| Safe Haskell | Safe-Inferred |
|---|---|
| Language | Haskell2010 |
Sound.SC3.Common.Buffer
Description
Signals & wavetables
Synopsis
- blend :: Num a => a -> a -> a -> a
- clipAt :: Int -> [a] -> a
- blendAtBy :: (Integral i, RealFrac n) => (i -> t -> n) -> n -> t -> n
- blendAt :: RealFrac a => a -> [a] -> a
- resamp1_gen :: (Integral i, RealFrac n) => i -> i -> (i -> t -> n) -> t -> i -> n
- resamp1 :: RealFrac n => Int -> [n] -> [n]
- normalizeSum :: Fractional a => [a] -> [a]
- normalise_rng :: Fractional n => (n, n) -> (n, n) -> [n] -> [n]
- normalize :: (Fractional n, Ord n) => n -> n -> [n] -> [n]
- t2_window :: Integral i => i -> [t] -> [(t, t)]
- t2_adjacent :: [t] -> [(t, t)]
- t2_overlap :: [b] -> [(b, b)]
- t2_concat :: [(a, a)] -> [a]
- from_wavetable :: Num n => [n] -> [n]
- to_wavetable :: Num a => [a] -> [a]
- to_wavetable_nowrap :: Num a => [a] -> [a]
- sineGen :: (Floating n, Enum n) => Int -> [n] -> [n] -> [[n]]
- sineFill :: (Ord n, Floating n, Enum n) => Int -> [n] -> [n] -> [n]
Documentation
blend :: Num a => a -> a -> a -> a Source #
z ranges from 0 (for i) to 1 (for j).
> 1.5.blend(2.0,0.50) == 1.75 > 1.5.blend(2.0,0.75) == 1.875
blend 0.50 1.5 2 == 1.75 blend 0.75 1.5 2 == 1.875
clipAt :: Int -> [a] -> a Source #
Variant of (!!) but values for index greater than the size of
the collection will be clipped to the last index.
map (\x -> clipAt x "abc") [-1,0,1,2,3] == "aabcc"
blendAtBy :: (Integral i, RealFrac n) => (i -> t -> n) -> n -> t -> n Source #
blendAt with clip function as argument.
blendAt :: RealFrac a => a -> [a] -> a Source #
SequenceableCollection.blendAt returns a linearly interpolated
value between the two closest indices.

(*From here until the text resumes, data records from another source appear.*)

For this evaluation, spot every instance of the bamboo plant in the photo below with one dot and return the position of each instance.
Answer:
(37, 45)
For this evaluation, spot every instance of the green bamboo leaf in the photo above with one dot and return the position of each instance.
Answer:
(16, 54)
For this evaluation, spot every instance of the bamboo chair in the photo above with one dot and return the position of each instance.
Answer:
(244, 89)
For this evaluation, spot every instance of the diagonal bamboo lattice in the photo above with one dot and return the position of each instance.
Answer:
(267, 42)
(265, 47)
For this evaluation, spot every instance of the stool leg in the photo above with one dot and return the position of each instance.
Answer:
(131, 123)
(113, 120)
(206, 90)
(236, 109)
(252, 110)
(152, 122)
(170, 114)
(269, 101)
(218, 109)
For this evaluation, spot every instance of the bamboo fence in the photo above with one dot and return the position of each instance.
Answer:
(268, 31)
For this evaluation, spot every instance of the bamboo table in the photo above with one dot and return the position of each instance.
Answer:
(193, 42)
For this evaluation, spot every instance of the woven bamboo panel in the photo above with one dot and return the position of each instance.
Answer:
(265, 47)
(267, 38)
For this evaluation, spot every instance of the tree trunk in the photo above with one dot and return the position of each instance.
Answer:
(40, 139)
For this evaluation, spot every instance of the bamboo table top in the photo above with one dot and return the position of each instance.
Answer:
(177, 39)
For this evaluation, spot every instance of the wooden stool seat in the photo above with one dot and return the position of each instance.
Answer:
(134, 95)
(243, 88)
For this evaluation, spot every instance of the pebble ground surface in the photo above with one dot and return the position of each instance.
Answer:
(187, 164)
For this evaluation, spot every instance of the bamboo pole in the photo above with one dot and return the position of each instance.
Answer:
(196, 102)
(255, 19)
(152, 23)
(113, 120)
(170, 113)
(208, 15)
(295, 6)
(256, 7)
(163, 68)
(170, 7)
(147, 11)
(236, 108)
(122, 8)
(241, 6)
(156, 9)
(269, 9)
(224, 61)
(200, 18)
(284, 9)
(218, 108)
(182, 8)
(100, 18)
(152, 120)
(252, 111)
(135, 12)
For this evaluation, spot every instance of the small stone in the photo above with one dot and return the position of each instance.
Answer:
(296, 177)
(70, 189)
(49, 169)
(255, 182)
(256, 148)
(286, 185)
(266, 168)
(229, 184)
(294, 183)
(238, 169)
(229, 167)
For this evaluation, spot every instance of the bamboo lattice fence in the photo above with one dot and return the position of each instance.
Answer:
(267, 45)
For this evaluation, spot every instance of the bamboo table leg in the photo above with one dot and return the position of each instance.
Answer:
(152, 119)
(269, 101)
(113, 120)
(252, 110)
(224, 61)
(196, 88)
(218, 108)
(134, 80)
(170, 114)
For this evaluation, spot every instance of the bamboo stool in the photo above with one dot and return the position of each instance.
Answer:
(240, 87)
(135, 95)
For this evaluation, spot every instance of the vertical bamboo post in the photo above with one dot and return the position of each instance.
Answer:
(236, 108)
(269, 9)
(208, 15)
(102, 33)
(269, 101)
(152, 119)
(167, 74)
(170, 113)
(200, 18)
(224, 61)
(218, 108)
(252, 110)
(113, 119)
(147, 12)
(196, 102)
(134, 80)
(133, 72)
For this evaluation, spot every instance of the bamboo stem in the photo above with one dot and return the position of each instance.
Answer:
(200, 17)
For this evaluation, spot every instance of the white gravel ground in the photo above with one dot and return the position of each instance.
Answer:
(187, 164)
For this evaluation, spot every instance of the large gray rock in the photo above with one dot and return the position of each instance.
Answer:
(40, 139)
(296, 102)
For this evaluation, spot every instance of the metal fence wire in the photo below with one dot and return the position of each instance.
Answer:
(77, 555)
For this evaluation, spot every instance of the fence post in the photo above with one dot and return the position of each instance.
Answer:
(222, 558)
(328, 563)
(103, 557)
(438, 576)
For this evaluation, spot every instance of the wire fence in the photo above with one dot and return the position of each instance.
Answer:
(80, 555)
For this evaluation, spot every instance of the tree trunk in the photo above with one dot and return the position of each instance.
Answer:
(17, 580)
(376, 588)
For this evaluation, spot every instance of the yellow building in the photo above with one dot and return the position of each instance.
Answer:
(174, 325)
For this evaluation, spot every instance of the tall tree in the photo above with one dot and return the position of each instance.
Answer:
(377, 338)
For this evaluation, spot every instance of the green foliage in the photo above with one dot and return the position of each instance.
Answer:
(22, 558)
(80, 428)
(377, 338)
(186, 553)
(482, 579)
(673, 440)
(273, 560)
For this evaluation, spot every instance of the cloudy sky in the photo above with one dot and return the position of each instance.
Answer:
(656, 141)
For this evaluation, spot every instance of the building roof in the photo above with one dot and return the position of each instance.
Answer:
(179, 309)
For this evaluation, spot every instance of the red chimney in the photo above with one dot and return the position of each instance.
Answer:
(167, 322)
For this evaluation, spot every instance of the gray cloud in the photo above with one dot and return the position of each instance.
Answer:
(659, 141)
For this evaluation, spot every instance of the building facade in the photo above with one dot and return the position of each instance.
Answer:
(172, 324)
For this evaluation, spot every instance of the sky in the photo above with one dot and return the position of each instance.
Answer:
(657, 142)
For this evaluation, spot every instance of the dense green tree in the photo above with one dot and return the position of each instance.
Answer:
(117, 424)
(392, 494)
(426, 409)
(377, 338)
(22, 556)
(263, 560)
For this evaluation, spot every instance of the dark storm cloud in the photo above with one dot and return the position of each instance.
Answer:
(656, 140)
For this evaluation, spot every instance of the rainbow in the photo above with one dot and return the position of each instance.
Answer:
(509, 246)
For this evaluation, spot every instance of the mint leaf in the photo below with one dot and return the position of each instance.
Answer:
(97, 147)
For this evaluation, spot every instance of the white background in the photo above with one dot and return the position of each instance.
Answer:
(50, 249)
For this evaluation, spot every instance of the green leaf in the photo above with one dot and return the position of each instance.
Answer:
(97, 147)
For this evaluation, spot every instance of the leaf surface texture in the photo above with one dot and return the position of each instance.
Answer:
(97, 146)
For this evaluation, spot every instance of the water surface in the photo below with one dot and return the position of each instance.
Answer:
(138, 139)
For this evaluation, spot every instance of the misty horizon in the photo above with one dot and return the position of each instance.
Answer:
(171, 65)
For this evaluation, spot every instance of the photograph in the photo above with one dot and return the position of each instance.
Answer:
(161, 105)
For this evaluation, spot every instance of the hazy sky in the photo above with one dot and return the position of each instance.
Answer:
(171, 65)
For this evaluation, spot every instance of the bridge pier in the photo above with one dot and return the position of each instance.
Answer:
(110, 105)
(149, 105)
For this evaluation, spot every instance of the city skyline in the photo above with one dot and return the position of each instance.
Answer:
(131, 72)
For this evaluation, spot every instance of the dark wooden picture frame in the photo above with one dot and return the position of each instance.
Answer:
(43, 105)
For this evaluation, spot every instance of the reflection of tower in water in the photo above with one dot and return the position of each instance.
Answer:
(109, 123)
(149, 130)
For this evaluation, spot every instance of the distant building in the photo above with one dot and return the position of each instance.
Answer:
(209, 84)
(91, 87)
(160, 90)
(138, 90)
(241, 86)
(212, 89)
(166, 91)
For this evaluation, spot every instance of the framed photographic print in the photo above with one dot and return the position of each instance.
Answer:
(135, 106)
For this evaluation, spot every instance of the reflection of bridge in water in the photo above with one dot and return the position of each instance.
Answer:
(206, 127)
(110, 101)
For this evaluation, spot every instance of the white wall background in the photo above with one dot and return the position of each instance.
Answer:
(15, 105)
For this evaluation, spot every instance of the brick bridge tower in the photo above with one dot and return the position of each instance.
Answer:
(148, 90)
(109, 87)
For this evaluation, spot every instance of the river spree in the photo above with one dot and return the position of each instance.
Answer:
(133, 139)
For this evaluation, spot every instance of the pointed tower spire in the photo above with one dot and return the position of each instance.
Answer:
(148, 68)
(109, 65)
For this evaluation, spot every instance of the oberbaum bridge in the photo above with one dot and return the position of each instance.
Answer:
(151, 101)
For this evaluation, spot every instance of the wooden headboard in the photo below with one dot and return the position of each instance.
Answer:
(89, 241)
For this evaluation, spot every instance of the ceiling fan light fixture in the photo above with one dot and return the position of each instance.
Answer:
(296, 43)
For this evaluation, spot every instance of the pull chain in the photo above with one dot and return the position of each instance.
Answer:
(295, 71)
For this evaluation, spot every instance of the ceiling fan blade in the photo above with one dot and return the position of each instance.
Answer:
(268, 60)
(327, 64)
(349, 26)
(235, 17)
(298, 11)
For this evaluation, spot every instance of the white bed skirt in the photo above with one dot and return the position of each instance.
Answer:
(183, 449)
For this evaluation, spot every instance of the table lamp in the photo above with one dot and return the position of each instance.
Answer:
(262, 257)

Inverse operation is
indexInBetween.
> [2,5,6].blendAt(0.4) == 3.2
blendAt 0 [2,5,6] == 2 blendAt 0.4 [2,5,6] == 3.2
resamp1_gen :: (Integral i, RealFrac n) => i -> i -> (i -> t -> n) -> t -> i -> n Source #
Resampling function, n is destination length, r is source length, f is the indexing function, c is the collection.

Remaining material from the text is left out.